Open ralf3u opened 1 year ago
We have postprocessing network for that. See https://alphacephei.com/vosk/models#punctuation-models
We have postprocessing network for that. See https://alphacephei.com/vosk/models#punctuation-models
When I click on on the webpage on the link https://github.com/uhh-lt/vosk-model-tuda-de, then there is a "Page not found".
@ralf3u Many links, many outdated links :-(
But this is not a punctuation / recasing model, the one you might be interested in is named vosk-recasepunc-de-0.21
@svenha
... the one you might be interested in is named vosk-recasepunc-de-0.21
Yes, you are right. Thank you for the hint. When I clicked on the link of https://github.com/alphacep/vosk-api/issues/1204#issuecomment-1321274192, then the headline "Punctuation models" is not visible. I didn't see it because it is hidden. Just try yourself. I think it would be good to move the anchor more upwards on the webpage, so that the headline is visible.

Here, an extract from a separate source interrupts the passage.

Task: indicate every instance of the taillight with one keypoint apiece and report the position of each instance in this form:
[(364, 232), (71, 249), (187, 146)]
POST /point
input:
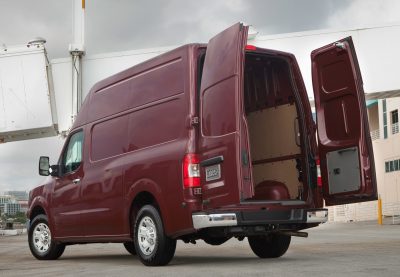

"For punctuation and case restoration ...". What does that mean?
Does that mean, that if I say colon it will write :
?
Does that mean that words which starts with a capital letter will be respected?
@nshmyrev
We have postprocessing network for that.
I don't understand "postprocessing network". So first I do the normal Model list, and then afterwards I do Punctuation models?
Model list
English: default: does not respect capital letters vosk-model-en-us-0.22: does not respect capital letters vosk-model-en-us-0.42-gigaspeech: does not respect capital letters
German: vosk-model-de-0.21: does not respect capital letters vosk-model-de-tuda-0.6-900k: does respect capital letters (see also https://github.com/alphacep/vosk-api/issues/1208).
So, the English models from above don't respect capital letters, but the German model vosk-model-de-tuda-0.6-900k does respect capital letters.
Some words in English start with a capital letter, like Monday or January. Vosk does not respect this at the moment. In the German language there are many words that start with a capital letter, what means that a lot of corrections are necessary.
Is there not the possibility to check automatically the text with a dictionary before Vosk will output the text in a text-document, so that the capital letter of some words are respected?